Most of the Timpson drama is provided by the colleagues who run our shops, many of whom have overcome considerable personal challenges to make a success of their lives (10pc of the people on our payroll have a prison record). We pick everyone for their personality, consequently they have some fascinating stories to tell.

We are entirely willing to believe that those with prison records are discriminated against, some fairly, some not. Indeed, one of us, decades ago, deliberately hired a book keeper straight out of his prison sentence for fiddling the books of his previous employer. We knew that his being jugged has scared the Bejayzus out of him and that it wasn't going to happen again. We know, from personal life, of other such cases as well.

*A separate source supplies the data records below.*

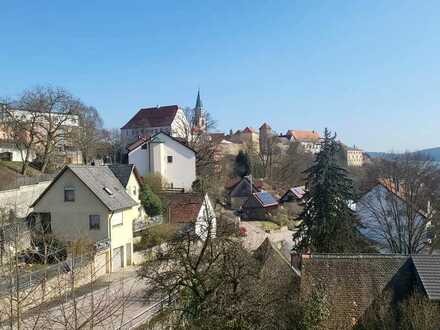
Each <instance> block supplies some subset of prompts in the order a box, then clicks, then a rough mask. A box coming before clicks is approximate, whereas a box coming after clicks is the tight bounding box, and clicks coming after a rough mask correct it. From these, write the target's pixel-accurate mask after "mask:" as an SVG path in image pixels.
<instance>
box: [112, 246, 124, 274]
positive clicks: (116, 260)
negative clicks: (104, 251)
mask: <svg viewBox="0 0 440 330" xmlns="http://www.w3.org/2000/svg"><path fill="white" fill-rule="evenodd" d="M122 267H124V246H120V247H117V248H114V249H113V251H112V271H113V272H117V271H118V270H120V269H121V268H122Z"/></svg>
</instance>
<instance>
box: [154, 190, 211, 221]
mask: <svg viewBox="0 0 440 330" xmlns="http://www.w3.org/2000/svg"><path fill="white" fill-rule="evenodd" d="M163 199H164V201H165V205H166V206H167V209H168V220H169V223H172V224H178V223H193V222H195V221H196V219H197V216H198V214H199V212H200V209H201V208H202V205H203V196H202V195H200V194H195V193H181V194H167V195H164V196H163Z"/></svg>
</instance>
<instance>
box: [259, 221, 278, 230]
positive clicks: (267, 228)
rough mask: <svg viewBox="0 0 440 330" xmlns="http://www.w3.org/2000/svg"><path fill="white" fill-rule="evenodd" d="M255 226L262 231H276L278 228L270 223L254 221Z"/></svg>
mask: <svg viewBox="0 0 440 330" xmlns="http://www.w3.org/2000/svg"><path fill="white" fill-rule="evenodd" d="M255 224H256V225H257V226H258V227H260V228H261V229H263V230H278V229H280V226H278V225H277V224H276V223H274V222H271V221H255Z"/></svg>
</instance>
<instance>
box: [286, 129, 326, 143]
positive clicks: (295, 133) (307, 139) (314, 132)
mask: <svg viewBox="0 0 440 330" xmlns="http://www.w3.org/2000/svg"><path fill="white" fill-rule="evenodd" d="M287 136H289V137H293V138H294V139H295V140H299V141H306V140H307V141H317V140H319V139H320V138H321V137H320V136H319V133H318V132H315V131H299V130H288V131H287Z"/></svg>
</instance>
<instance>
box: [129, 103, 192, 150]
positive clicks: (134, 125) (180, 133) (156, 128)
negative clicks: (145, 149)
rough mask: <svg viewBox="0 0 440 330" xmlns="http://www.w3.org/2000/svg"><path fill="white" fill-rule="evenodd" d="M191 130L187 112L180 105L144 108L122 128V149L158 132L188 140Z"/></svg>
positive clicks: (161, 106)
mask: <svg viewBox="0 0 440 330" xmlns="http://www.w3.org/2000/svg"><path fill="white" fill-rule="evenodd" d="M189 130H190V128H189V123H188V120H187V118H186V115H185V112H184V111H183V109H182V108H181V107H180V106H178V105H167V106H161V107H159V106H156V107H152V108H143V109H140V110H139V111H138V112H137V113H136V114H135V115H134V116H133V117H132V118H131V119H130V120H129V121H128V122H127V123H126V124H125V125H124V126H122V127H121V142H122V147H123V148H126V147H127V146H128V145H129V144H131V143H133V142H135V141H138V140H139V139H140V138H142V137H148V136H151V135H153V134H155V133H158V132H165V133H167V134H169V135H171V136H173V137H182V138H186V137H187V134H188V132H189Z"/></svg>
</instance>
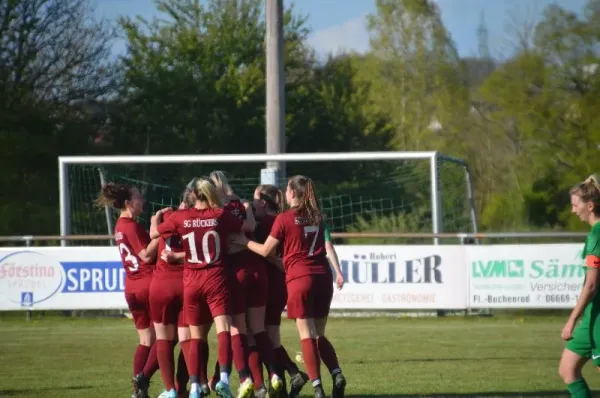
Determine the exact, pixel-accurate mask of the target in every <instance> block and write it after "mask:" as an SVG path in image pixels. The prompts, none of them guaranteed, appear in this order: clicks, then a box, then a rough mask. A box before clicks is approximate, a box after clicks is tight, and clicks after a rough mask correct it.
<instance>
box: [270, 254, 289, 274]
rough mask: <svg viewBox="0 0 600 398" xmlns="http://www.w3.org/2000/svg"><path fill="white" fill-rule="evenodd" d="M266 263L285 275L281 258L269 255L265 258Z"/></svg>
mask: <svg viewBox="0 0 600 398" xmlns="http://www.w3.org/2000/svg"><path fill="white" fill-rule="evenodd" d="M267 261H268V262H269V264H271V265H273V266H274V267H276V268H277V269H278V270H280V271H281V272H284V273H285V268H283V260H281V257H276V256H273V255H271V256H269V257H267Z"/></svg>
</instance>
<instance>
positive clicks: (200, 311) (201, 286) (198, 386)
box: [183, 269, 205, 398]
mask: <svg viewBox="0 0 600 398" xmlns="http://www.w3.org/2000/svg"><path fill="white" fill-rule="evenodd" d="M184 273H186V274H185V275H184V286H183V311H184V319H185V322H186V323H187V324H188V325H189V330H190V340H189V342H188V343H187V349H186V352H185V353H184V355H185V362H186V365H187V369H188V373H189V375H190V395H189V396H190V398H200V386H199V383H198V379H199V373H200V355H201V352H200V347H201V344H200V338H201V330H200V325H201V324H202V322H201V319H202V312H201V308H202V306H201V303H202V301H203V300H204V299H205V298H204V295H203V292H202V284H203V279H204V275H203V274H204V273H205V270H187V269H186V270H184Z"/></svg>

We would not be surprised at all to find that Timpson is able to profit by taking advantage of that taste discrimination. Or perhaps we might say that it's a matter of asymmetric information here: not everyone who has served time is a lemon in the Akerlof definition, but how do you tell? Get that right and there is an opportunity.

But our deeper point here is that this can be used as a measure of other discriminations. Who does believe that deliberately and specifically hiring women because they are currently underpaid (as Dame Stephanie Shirley famously did with female programmers at FI Group 50 odd years ago) will lead to greater profits? Or insisting upon job shares? Or hiring those of a rather greater melanin blessing than the average of the UK population? For to believe that there is such discrimination is to insist that there is such a profit opportunity. A non-belief in the opportunity is a non-belief in the original accusation of taste discrimination.

We do not, by the way, insist that no such discrimination occurs. We don't think it does, not to any great extent, but that's different. There are those who insist that it does: at which point our question is, well, why aren't you out there making your fortunes by exploiting it?